Robin A. Kirk, AB’82,
More Terrible Than Death: Massacres, Drugs, and America’s
War in Colombia (PublicAffairs). Kirk maps the social,
political, economic, and human devastation wrought by the
drug war in Colombia. Describing the relationship between
the United States and Colombia in human terms and drawing
from her own experiences as a human-rights investigator,
she offers an insider’s analysis of the political
realities that shape the expanding war on drugs and the
growing U.S. military presence in Colombia.
Brett E. Klopp,
AM’92, PhD’00, German Multiculturalism:
Immigrant Integration and the Transformation of Citizenship
(Greenwood Publishing Group). Klopp examines the issues
of immigration, integration, and multiculturalism in Germany
through the perspectives of both immigrants and institutions
(unions, employers, schools, neighborhoods, and city government).

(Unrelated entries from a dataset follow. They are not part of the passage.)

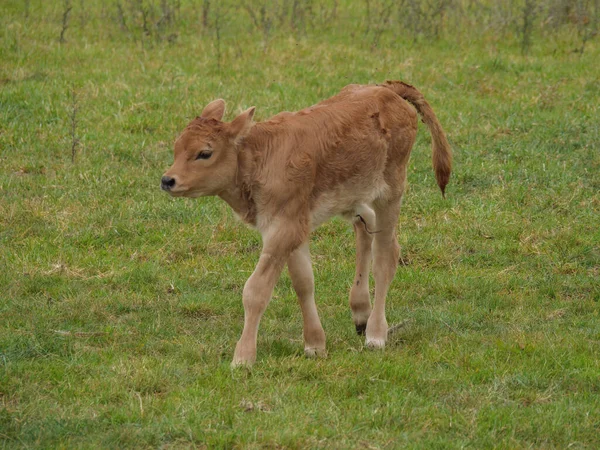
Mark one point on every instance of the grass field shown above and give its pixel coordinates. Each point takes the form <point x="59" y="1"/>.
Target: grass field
<point x="120" y="307"/>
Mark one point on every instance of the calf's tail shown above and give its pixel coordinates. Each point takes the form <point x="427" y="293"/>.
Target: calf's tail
<point x="441" y="152"/>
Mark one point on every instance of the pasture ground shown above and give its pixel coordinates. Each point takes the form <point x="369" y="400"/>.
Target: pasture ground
<point x="120" y="307"/>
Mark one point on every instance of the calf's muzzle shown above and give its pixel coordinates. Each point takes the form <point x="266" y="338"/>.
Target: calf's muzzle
<point x="167" y="183"/>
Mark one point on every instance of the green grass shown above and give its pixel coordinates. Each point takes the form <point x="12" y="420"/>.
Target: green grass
<point x="120" y="307"/>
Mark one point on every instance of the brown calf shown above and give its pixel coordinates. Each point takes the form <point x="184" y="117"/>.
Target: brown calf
<point x="345" y="156"/>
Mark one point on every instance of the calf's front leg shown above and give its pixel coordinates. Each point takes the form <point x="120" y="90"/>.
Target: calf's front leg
<point x="277" y="247"/>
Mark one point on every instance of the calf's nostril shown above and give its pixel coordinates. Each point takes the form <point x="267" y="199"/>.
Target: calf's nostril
<point x="167" y="182"/>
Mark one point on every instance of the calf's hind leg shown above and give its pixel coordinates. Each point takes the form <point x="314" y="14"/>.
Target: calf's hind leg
<point x="385" y="261"/>
<point x="303" y="281"/>
<point x="360" y="302"/>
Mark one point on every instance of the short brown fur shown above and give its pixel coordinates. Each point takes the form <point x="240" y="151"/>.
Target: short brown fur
<point x="345" y="156"/>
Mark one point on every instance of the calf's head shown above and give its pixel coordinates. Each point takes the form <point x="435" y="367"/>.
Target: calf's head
<point x="206" y="153"/>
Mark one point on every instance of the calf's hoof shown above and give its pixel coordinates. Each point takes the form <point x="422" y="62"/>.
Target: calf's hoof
<point x="241" y="364"/>
<point x="314" y="352"/>
<point x="375" y="344"/>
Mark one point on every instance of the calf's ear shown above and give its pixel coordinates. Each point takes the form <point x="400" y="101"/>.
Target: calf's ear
<point x="241" y="125"/>
<point x="214" y="110"/>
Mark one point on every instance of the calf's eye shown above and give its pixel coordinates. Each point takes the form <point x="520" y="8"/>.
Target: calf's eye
<point x="204" y="154"/>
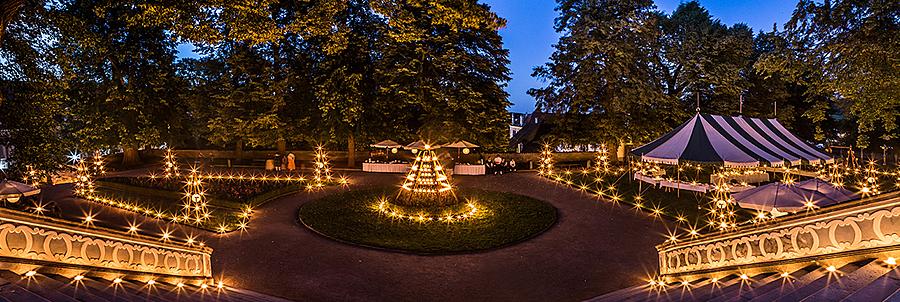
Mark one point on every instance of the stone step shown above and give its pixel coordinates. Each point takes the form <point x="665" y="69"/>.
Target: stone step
<point x="10" y="291"/>
<point x="43" y="289"/>
<point x="878" y="290"/>
<point x="752" y="285"/>
<point x="850" y="283"/>
<point x="778" y="283"/>
<point x="819" y="283"/>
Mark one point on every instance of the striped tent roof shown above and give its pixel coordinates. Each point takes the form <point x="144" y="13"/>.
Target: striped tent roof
<point x="734" y="141"/>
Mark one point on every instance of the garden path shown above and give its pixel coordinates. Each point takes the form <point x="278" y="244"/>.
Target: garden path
<point x="594" y="248"/>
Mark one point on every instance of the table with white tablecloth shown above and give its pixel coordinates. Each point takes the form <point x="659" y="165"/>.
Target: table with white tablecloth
<point x="385" y="168"/>
<point x="468" y="170"/>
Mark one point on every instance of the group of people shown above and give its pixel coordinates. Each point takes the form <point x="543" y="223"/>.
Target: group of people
<point x="285" y="163"/>
<point x="498" y="166"/>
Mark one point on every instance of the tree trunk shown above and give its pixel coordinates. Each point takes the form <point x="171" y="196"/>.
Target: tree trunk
<point x="239" y="149"/>
<point x="9" y="10"/>
<point x="130" y="156"/>
<point x="351" y="151"/>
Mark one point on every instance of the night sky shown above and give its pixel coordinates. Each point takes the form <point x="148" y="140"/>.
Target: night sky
<point x="529" y="33"/>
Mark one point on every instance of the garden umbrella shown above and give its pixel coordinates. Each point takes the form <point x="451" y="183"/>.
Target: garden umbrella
<point x="783" y="197"/>
<point x="459" y="145"/>
<point x="12" y="190"/>
<point x="419" y="144"/>
<point x="387" y="144"/>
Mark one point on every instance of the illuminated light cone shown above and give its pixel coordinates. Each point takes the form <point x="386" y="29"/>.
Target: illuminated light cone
<point x="84" y="181"/>
<point x="170" y="165"/>
<point x="546" y="167"/>
<point x="322" y="165"/>
<point x="721" y="207"/>
<point x="426" y="184"/>
<point x="194" y="206"/>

Immigration patterns and increasing heterogeneity, he argues,
can produce the condition for social transformation, already
challenging and gradually transforming the boundaries of
citizenship and the nation of Germany.
William M. Leiter,
AM’58, PhD’68, and Samuel Leiter, Affirmative
Action in Antidiscrimination Law and Policy: An Overview
and Synthesis (State University of New York Press).
The volume is an account of the nation’s race, ethnic,
and gender-conscious policy for eradicating discrimination
in employment, education, voting, and housing.
Diane P. Mines,
AM’85, PhD’95, and
Sarah E. Lamb, AM’88, PhD’93, editors,
Everyday Life in South Asia (Indiana University
Press). The contributors present firsthand accounts of quotidian
life in India, Bangladesh, Nepal, Pakistan, and Sri Lanka.
The accounts look at growing up and aging, arranging marriages,
exploring sexuality, negotiating caste hierarchies, practicing
religion, participating in politics and popular culture,
enduring violence as nations are built, and moving abroad
to make new lives.
Lawrence Rosen,
AM’65, PhD’68, JD’74, The Culture
of Islam: Changing Aspects of Contemporary Muslim Life (University
of Chicago Press). An anthropologist who has worked for
several decades in North Africa, Rosen shows how key aspects
and tenets of Muslim life are being challenged and culturally
refashioned. Through a series of tales—a group of
friends struggling against daily corruption, Salman Rushdie’s
vision of doubt in a world of religious certainty—he
shows how an array of changes—the creation of “Euro-Islam,”
a new emphasis on individuals rather than institutions—occur
in a context of deeply embedded continuity.